A Multimodal Pipeline for Personalized Recommendations from Greek YouTube Content: Integrating Automatic Speech Recognition and Aspect-Based Sentiment Analysis

Submitted by admin on Wed, 2026-05-27 13:29

Title	A Multimodal Pipeline for Personalized Recommendations from Greek YouTube Content: Integrating Automatic Speech Recognition and Aspect-Based Sentiment Analysis
Publication Type	Conference Paper
Year of Publication	2026
Authors	Singh M, Roumeliotis KI, Vassilakis C, Margaris D, Mpardis G, Spiliotopoulos D
Conference Name	Proceedings of the 2026 International Conference on Information, Intelligence, Systems and Applications
Publisher	IEEE Xplore
Keywords	Aspect-Based Sentiment Analysis (ABSA), Automatic Speech Recognition (ASR), Modern Greek NLP, Multimedia Data Mining, Personalized Recommender Systems, User Preference Modeling
Abstract	Audio/video social media and video sharing sites like YouTube allow users to create their own community where they post audio content.
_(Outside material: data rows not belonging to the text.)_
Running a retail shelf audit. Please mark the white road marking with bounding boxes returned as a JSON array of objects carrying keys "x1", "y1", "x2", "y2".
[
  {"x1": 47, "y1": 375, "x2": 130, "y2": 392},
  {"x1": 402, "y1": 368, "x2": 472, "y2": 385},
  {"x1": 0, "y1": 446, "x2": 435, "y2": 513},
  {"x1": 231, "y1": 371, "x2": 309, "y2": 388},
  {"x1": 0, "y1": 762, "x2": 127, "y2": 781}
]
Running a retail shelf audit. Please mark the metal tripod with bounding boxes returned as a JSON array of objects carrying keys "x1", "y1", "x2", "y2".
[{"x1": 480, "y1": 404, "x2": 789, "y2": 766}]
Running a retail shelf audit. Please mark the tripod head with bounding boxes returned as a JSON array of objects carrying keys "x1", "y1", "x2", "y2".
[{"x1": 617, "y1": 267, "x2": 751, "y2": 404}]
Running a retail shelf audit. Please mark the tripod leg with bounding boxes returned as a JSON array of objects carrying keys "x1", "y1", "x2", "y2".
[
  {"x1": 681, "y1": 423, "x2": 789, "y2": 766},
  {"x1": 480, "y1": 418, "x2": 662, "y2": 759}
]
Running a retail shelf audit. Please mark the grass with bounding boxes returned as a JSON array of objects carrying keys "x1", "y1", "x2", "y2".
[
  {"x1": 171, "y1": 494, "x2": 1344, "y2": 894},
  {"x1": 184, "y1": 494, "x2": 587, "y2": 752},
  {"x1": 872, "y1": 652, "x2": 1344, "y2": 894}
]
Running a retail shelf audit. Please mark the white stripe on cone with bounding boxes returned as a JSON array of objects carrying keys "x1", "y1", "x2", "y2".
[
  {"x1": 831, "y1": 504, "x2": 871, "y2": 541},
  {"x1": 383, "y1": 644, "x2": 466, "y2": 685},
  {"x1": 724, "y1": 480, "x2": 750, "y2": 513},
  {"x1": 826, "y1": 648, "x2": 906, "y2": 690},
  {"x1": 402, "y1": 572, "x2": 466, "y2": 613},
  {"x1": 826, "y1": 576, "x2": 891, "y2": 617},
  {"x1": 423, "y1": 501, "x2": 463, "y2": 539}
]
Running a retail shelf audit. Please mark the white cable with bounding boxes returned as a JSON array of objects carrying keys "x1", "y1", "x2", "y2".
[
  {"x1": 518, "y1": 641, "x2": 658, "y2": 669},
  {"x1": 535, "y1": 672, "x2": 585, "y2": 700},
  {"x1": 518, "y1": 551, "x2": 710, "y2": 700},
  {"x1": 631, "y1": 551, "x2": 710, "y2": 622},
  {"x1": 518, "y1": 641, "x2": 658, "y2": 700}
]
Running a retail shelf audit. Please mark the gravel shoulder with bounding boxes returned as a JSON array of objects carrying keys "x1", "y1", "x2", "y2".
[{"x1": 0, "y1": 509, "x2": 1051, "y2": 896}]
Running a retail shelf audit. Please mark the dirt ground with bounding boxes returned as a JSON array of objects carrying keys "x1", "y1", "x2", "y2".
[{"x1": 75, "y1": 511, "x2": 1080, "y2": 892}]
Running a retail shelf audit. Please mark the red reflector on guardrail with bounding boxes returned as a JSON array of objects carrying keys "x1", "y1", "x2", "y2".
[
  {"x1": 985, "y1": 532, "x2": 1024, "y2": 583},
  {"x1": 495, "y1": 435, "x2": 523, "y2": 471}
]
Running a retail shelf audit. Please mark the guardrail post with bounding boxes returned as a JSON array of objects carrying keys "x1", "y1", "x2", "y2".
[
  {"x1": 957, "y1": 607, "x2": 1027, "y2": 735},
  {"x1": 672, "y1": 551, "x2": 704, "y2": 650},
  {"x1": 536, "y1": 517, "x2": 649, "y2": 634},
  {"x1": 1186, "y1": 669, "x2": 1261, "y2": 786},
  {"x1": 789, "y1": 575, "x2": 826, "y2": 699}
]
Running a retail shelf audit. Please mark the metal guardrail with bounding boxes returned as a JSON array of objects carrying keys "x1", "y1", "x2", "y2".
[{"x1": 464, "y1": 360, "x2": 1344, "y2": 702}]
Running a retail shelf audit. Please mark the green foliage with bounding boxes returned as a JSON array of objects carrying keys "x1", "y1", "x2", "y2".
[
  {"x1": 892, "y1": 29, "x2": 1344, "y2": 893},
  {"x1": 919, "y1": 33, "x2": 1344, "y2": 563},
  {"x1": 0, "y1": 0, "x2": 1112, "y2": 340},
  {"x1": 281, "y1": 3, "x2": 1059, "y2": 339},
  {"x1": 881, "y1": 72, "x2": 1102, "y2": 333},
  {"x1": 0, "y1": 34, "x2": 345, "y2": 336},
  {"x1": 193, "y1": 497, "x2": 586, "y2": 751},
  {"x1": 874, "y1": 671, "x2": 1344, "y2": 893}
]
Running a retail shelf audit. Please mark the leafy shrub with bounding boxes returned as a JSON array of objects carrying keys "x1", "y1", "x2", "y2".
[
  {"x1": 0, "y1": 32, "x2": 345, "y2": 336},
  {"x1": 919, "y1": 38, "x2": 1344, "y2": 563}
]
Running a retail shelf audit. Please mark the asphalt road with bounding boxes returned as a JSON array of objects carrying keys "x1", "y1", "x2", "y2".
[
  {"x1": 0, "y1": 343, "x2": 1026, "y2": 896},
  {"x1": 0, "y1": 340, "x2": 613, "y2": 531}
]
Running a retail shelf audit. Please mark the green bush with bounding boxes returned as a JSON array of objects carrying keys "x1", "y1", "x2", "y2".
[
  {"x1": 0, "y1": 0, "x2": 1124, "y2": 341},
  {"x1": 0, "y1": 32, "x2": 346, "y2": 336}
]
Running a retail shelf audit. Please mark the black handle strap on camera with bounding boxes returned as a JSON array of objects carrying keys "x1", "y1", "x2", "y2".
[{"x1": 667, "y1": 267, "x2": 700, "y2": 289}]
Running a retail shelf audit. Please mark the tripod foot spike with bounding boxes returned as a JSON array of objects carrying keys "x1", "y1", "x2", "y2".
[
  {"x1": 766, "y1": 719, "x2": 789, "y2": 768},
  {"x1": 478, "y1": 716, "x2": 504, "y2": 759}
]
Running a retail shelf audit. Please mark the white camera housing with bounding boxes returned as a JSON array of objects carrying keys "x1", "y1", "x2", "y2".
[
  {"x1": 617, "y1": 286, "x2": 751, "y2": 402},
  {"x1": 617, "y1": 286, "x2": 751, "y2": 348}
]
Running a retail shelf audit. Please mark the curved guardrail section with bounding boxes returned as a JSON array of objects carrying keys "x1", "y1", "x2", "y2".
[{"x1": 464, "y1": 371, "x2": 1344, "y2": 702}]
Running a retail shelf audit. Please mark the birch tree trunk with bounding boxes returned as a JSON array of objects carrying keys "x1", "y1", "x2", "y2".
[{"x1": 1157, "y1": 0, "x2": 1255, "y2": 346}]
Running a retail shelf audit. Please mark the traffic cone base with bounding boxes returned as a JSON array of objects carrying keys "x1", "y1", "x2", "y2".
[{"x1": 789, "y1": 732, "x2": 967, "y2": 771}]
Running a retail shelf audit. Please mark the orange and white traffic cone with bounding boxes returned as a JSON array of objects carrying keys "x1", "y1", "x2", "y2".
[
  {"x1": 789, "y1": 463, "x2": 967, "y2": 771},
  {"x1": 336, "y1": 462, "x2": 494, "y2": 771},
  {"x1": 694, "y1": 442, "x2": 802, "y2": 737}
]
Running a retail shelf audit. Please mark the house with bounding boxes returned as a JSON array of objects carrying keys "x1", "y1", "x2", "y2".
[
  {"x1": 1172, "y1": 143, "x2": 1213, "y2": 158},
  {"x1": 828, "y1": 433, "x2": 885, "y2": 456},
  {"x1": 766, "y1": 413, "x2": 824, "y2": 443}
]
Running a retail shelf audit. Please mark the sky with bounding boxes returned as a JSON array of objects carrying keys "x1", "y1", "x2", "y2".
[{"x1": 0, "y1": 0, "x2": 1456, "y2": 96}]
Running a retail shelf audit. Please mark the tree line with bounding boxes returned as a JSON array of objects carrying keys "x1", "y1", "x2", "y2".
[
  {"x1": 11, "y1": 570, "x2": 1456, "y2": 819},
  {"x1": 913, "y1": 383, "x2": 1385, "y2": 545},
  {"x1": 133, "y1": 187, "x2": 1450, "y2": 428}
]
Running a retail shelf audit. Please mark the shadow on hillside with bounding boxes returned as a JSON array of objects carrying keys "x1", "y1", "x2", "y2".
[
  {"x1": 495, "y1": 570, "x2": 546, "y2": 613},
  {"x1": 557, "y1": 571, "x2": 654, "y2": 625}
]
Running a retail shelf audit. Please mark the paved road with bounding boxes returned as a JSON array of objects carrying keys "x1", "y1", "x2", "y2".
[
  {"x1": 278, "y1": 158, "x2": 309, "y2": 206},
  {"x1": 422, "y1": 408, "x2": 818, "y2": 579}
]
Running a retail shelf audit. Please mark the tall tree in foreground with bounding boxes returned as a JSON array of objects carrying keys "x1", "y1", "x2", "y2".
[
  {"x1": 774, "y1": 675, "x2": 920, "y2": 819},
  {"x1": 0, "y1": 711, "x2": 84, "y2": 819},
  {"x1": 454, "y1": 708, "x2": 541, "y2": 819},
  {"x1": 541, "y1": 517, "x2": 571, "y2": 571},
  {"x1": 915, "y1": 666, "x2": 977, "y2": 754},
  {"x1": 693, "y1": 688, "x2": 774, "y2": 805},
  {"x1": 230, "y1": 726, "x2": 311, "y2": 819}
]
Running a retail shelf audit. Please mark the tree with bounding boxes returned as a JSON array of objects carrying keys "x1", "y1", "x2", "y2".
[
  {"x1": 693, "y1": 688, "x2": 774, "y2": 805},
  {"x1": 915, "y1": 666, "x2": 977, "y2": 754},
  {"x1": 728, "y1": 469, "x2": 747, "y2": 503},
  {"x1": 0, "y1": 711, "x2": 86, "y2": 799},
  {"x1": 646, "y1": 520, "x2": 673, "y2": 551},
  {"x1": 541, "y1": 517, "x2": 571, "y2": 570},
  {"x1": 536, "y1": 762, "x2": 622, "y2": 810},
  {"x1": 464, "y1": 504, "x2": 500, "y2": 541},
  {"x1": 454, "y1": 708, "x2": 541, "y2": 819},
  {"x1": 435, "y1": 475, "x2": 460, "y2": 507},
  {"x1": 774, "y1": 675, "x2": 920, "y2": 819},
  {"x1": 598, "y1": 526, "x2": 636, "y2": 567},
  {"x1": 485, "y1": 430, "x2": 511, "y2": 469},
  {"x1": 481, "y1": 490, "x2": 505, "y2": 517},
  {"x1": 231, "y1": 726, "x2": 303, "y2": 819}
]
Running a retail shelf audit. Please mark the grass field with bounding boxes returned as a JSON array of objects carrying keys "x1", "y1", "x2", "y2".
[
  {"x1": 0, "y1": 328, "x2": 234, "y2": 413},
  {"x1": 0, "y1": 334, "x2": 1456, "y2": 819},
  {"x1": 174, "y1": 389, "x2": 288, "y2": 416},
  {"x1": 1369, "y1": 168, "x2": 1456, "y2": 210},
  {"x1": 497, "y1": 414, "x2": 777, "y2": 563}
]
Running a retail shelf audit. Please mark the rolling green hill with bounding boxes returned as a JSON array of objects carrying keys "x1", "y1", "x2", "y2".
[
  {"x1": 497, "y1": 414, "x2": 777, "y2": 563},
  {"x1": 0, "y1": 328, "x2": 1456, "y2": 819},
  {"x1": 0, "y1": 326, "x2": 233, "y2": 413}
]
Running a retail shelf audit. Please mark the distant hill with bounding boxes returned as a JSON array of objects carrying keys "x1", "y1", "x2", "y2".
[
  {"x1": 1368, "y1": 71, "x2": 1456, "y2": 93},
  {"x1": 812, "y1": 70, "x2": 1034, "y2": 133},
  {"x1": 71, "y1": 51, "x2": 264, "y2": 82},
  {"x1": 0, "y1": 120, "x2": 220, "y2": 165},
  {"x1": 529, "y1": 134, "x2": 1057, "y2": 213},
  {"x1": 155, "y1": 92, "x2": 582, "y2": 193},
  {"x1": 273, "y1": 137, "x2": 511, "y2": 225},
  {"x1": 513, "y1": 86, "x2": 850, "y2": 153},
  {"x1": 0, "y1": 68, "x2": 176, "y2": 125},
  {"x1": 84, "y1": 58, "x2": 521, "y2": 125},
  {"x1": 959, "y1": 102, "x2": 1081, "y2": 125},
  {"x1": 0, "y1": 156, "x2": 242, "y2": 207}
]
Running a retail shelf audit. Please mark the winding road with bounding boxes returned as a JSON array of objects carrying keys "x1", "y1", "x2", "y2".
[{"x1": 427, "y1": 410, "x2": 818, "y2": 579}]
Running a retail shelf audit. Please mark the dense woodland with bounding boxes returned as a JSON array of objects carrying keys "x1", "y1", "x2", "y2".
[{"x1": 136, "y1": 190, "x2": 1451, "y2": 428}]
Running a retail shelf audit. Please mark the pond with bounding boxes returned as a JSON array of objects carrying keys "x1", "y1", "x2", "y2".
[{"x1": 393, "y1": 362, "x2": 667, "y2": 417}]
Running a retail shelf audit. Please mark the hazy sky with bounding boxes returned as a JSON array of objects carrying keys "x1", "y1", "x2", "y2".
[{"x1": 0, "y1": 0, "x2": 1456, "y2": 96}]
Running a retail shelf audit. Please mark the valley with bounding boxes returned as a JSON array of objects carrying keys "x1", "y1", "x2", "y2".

This type of content includes product reviews which consumers use to assist others in making buying decisions, and this content can be processed using NLP and automated Aspect-Based Sentiment Analysis (ABSA) to produce input for recommender systems. However, developing these systems for low resource languages (such as Modern Greek) lags behind significantly. To address this gap, in this paper we introduce a complete ABSA framework, which transforms Greek multimedia reviews into structured and accurate data, to be used for personalized product recommendation. The proposed framework uses a multistage pipeline to address the complexities of spoken text, such as the highly inflected morphology of the Greek language and slang utilized in reviewing. The first stage of the pipeline transforms raw audio data into a form suitable for processing, while the second stage applies linguistic processing. Two alternatives were evaluated for this stage, where the first utilizes a native Greek Sentiment Lexicon and the second firstly applies Greek-to-English automated translation, followed by English Language Sentiment Analysis. The efficacy of the proposed framework has been assessed through an experiment in which each of the pipeline outcomes is compared against independent human assessments. The assessment shows that the translation-based approach achieves high accuracy and alignment with expert human raters. The proposed work also takes into account the effect of “noise” owing to Automatic Speech Recognition (ASR) errors and studies the propagation of these errors across 12 distinct product attributes. The proposed pipeline thus constitutes an effective solution for exploiting audiovisual content in recommender systems to generate personalized recommendations.